简体   繁体   English

获取 UNIX 目录树结构到 JSON 对象中

[英]Get UNIX directory tree structure into JSON object

I'm trying to build a browser application that visualizes file structures, so I want to print the file structure into a JSON object.我正在尝试构建一个可视化文件结构的浏览器应用程序,因此我想将文件结构打印到 JSON 对象中。

I've tried using many variation of 'ls' piped to sed, but it seems like find works best.我已经尝试使用通过管道传输到 sed 的“ls”的许多变体,但似乎 find 效果最好。

Right now I'm just trying to use the command现在我只是想使用命令

find ~ -maxdepth ? -name ? -type d -print

And tokenize the path variables并标记路径变量

I've tried just simple ajax with PHP-exec this, but the array-walking is really slow.我已经尝试过使用 PHP-exec 这个简单的 ajax,但是数组遍历真的很慢。 I was thinking to do it straight from bash script, but I can't figure out how to get the pass-by-reference for associative arrays to recursively add all the tokenized path variables to the tree.我想直接从 bash 脚本中执行此操作,但我无法弄清楚如何获取关联数组的传递引用以递归地将所有标记化路径变量添加到树中。

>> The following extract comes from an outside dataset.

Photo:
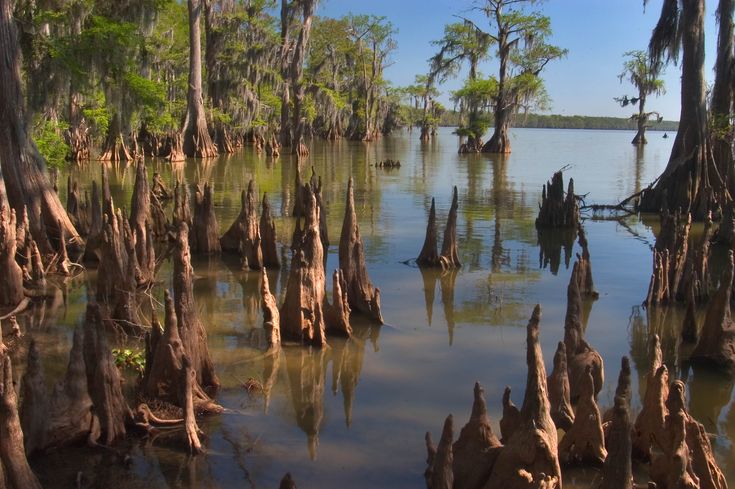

Is there a better or established way to do this?有没有更好或既定的方法来做到这一点?

Thanks!谢谢!

I don't know what your application's requirements are, but one solution that solves your problem (and a number of other problems) is to hide the actual file system layout behind an abstraction layer.我不知道您的应用程序的要求是什么,但是解决您的问题(以及许多其他问题)的一种解决方案是将实际文件系统布局隐藏在抽象层后面。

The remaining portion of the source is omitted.